College President Phil Hanlon and Provost Martin Wybourne made a statement last Thursday in response to the so-called “Freedom Budget” — the eight-page letter and list of demands made by the anonymous students – saying, “Diversity is one of the cornerstones of our academic community and, like you, we want Dartmouth to be a campus where our students gain the confidence and skills to work and lead in a global society.”

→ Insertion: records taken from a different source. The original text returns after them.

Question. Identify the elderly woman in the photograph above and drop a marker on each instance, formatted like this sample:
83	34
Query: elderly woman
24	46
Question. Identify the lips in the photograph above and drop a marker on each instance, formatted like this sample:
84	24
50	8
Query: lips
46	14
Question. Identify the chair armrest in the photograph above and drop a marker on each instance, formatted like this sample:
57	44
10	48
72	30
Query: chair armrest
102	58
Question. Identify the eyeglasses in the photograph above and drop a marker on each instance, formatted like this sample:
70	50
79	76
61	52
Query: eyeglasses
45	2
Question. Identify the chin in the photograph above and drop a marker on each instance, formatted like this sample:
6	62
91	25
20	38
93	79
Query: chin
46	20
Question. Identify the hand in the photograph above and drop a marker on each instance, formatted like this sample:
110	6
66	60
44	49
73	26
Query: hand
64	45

The initial student letter called for greater diversity in the faculty and post-doctoral program as well as an increase in enrollment for Black, Latino, and Native American students to 10 percent of the student population each. The anonymous students also demanded that all students be required to take classes on “social justice” and “marginalization,” that gender-neutral housing be available for all students, and that restrictions on the use of the term “illegal immigrants” be imposed.
In response to the demands for racial quotas, Dartmouth plans to allocate $1 million to hire faculty “who bring diverse perspectives to campus.” Another $30 million will also be spent to bring in more minorities for the post-doctorate program.
The college also promised to provide funds for financial aid students to participate in off-campus programs, will expand the E.E. Just program to support the academic success of minority students in the fields of science, technology, engineering, and mathematics, and promised to “do more.”
As of June 30, 2013, Dartmouth’s endowment was valued at $3.7 billion. The $31 million the college plans to devote to diversity programs comes to less than 1 percent of the endowment.
The administration announced its response to the threatening demands immediately before finals began, prompting a critique from the Dartmouth Student assembly.
“Students don’t have any time during our ridiculous two-day reading period to respond,” the Student Body President Adrian Ferrari wrote in an email sent to students. “Even if we did, what avenues are available to voice that opinion? We can’t comment on the article [announcing the administration’s intent] because there literally isn’t a mechanism for commenting on Dartmouth Now.”
Ferrari then offered to compile statements from students in support and opposition to the “Freedom Budget” to present to the faculty.
Dartmouth’s president and provost wrote that “we will continue to host and support forums that welcome all ideas with open-minded consideration and respectful dialogue — in a way that does not disrupt campus activities — and provide everyone a voice and a chance to be heard.” They then announced a host of actions — including not only the $31 million expenditure but also expanded financial aid and efforts to get “under-represented” students into harder science programs — in order to appease the anonymous and threatening mob.
— Alec Torres is a William F. Buckley Fellow at the National Review Institute.